Parcourues d’un frisson fébrile et ardent à l’idée que la nourriture était abondante et facile à obtenir, les créatures noires se mouvaient avec aisance au milieu des ruines, à la recherche d’une proie humaine. Elles sentaient l’impuissance de leurs victimes et se montraient sans pitié ; hommes, femmes et enfants devenaient la proie de leurs dents tranchantes et de leurs pattes, impuissants devant la force malicieuse de la vermine. Même les communautés nouvellement formées offraient peu de protection aux survivants contre les attaques soudaines et irrésistibles, car les rats sentaient que le pouvoir avait changé de main, que l’équilibre des forces avait brusquement penché en leur faveur.
Elles avaient trouvé une énorme réserve de vivres près du nid de la Reine Mère, stock vivant et chaud dont elles s’étaient repues durant des jours et des nuits ; mais comme cette chair s’était putréfiée, la vermine était partie à la recherche de nourriture plus fraîche, de la viande encore tiède, juteuse à souhait, gorgée de sang qui ne s’était pas encore solidifié et, à l’intérieur des crânes, le savoureux organe que les méfaits de la mort n’avaient pas encore transformé en une masse visqueuse. Les mutants s’enhardissaient dans leur quête, leur ferveur gloutonne se faisant de plus en plus avide ; ils gardaient cependant une préférence marquée pour la nuit mais s’aventuraient aussi le jour. D’une habileté et d’une force supérieures à celles de leurs subordonnés, ils dirigeaient les rongeurs de moindre importance ; à leur tour, ils étaient commandés par d’autres : d’étranges créatures hideuses, tapies dans l’obscurité en contrebas, se glissaient au milieu des corps difformes, parmi les os et les cadavres putréfiés. Elles communiquaient en couinements aigus, protégées et nourries par les rats géants, mutants parmi les mutants, plus hideux les uns que les autres. Elles étaient plus fragiles que leur armée noire au poil luisant et pourtant elles les dominaient. Craints, tout en étant respectés, écoutés et admirés comme si leur malformation cachait un secret ancestral, ces monstres étaient parcourus d’un frisson nouveau, d’une vive impatience ; corps paresseux, en proie à une agitation constante, membres déformés, museaux fouinant parfois la terre insalubre dans laquelle ils vivaient, leur couinement atteignait une intensité frénétique avant qu’ils ne tombent dans une lente léthargie.
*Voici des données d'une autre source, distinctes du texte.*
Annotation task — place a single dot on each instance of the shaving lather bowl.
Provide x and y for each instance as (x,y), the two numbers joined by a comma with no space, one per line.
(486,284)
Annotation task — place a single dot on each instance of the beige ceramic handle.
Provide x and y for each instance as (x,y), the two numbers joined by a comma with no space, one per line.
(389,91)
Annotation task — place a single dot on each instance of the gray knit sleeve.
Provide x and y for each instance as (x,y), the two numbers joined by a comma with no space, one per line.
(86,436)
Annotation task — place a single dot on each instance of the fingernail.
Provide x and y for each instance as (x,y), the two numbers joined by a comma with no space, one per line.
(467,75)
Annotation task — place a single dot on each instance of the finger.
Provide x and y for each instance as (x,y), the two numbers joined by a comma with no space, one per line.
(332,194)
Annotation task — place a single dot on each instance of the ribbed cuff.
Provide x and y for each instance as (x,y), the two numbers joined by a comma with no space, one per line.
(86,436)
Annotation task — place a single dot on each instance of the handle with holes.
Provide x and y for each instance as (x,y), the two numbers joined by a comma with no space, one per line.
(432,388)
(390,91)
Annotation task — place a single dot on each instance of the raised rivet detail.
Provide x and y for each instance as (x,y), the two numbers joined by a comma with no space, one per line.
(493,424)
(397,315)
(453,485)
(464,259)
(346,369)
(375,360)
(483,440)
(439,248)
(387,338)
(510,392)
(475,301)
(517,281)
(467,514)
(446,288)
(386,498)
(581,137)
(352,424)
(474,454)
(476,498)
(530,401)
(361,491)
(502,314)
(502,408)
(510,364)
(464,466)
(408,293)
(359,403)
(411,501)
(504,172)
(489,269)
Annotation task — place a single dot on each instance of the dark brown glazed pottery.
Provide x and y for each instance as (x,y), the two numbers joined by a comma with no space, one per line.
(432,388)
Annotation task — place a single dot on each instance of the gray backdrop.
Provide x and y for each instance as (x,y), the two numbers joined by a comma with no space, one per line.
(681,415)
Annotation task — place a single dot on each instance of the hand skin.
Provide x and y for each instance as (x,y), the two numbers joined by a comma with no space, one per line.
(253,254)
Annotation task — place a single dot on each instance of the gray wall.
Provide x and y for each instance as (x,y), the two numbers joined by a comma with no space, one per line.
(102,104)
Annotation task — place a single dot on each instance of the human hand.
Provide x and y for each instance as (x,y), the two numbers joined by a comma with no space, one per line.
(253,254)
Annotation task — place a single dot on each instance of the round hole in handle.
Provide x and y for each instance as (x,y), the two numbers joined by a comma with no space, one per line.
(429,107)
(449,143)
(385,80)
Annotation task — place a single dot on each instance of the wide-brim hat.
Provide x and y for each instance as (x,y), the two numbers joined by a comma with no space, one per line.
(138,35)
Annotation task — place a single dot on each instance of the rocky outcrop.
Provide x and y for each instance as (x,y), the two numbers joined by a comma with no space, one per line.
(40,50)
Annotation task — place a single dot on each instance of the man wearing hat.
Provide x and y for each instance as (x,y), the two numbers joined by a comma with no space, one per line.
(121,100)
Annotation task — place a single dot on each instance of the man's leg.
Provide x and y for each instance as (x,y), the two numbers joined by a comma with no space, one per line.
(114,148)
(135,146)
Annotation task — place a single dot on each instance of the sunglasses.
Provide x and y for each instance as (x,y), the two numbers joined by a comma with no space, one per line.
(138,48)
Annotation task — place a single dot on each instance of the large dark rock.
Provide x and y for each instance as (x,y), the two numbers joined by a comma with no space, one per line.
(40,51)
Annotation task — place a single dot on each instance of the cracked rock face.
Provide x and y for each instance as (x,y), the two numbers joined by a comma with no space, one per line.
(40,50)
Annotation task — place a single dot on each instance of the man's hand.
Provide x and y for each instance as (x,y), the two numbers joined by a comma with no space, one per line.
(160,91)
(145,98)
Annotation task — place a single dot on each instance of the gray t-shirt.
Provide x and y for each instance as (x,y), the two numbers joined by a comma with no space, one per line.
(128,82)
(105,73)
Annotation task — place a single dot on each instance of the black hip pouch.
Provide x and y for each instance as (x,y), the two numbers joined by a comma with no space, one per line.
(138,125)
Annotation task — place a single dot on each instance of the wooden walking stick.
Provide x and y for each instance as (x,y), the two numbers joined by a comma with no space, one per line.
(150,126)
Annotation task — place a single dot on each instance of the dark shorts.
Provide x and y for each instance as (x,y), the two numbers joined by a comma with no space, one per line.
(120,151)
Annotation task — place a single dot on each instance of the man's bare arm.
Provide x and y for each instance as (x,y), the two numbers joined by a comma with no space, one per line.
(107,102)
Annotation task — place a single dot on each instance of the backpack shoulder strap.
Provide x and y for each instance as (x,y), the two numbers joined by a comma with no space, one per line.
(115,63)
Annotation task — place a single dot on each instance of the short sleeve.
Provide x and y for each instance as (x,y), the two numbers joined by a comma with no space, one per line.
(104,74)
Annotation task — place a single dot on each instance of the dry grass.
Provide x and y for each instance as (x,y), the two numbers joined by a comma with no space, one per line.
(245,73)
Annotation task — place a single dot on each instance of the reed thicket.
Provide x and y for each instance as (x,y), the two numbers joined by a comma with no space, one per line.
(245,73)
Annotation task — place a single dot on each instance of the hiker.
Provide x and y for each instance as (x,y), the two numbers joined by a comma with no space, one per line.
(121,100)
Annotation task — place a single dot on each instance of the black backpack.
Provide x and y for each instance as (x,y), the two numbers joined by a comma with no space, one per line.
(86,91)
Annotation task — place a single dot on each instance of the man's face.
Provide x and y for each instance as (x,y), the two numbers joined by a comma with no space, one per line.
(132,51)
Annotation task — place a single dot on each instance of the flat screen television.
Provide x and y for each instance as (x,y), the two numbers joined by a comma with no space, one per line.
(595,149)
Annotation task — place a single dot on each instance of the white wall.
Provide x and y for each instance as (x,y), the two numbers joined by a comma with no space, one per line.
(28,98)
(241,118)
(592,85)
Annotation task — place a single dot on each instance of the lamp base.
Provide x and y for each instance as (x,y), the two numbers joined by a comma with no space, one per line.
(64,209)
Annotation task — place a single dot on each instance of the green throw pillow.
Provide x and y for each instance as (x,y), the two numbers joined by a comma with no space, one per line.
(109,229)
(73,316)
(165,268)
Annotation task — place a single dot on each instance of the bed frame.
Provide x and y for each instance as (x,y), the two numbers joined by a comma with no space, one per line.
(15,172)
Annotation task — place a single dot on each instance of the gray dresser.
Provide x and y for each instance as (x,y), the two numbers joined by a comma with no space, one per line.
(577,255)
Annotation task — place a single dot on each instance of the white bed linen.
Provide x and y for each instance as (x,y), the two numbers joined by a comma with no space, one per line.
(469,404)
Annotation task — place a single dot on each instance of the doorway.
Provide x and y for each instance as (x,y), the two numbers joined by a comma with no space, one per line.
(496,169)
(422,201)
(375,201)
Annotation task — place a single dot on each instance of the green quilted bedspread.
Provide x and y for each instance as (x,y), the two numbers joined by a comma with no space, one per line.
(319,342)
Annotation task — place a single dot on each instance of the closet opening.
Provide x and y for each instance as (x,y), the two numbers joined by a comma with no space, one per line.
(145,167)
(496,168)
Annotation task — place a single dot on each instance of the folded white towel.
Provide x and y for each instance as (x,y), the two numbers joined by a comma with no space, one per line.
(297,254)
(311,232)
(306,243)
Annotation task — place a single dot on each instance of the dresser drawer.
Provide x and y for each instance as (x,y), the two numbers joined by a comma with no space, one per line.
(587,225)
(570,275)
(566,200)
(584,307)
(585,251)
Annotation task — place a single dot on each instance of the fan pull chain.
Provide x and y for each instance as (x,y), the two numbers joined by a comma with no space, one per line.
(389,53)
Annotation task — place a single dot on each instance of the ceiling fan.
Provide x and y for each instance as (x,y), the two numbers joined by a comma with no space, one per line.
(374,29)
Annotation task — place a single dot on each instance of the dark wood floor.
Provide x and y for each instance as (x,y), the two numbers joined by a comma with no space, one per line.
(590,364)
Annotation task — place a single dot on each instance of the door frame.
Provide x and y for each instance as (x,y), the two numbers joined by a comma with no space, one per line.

Bon nombre de ces créatures étaient dépourvues d’yeux ou même aveugles, et pourtant leur regard était tourné vers un coin éloigné de la salle intérieure, leur unique univers ; une profonde ferveur prenait naissance en elles, mûrissant longuement avant de se dissiper peu à peu, pour sombrer sans toutefois s’évanouir complètement.
Elles attendaient de recevoir les pensées de la Reine Mère, partageant son anxiété, sa douleur. Elles attendaient, se réjouissant à leur façon.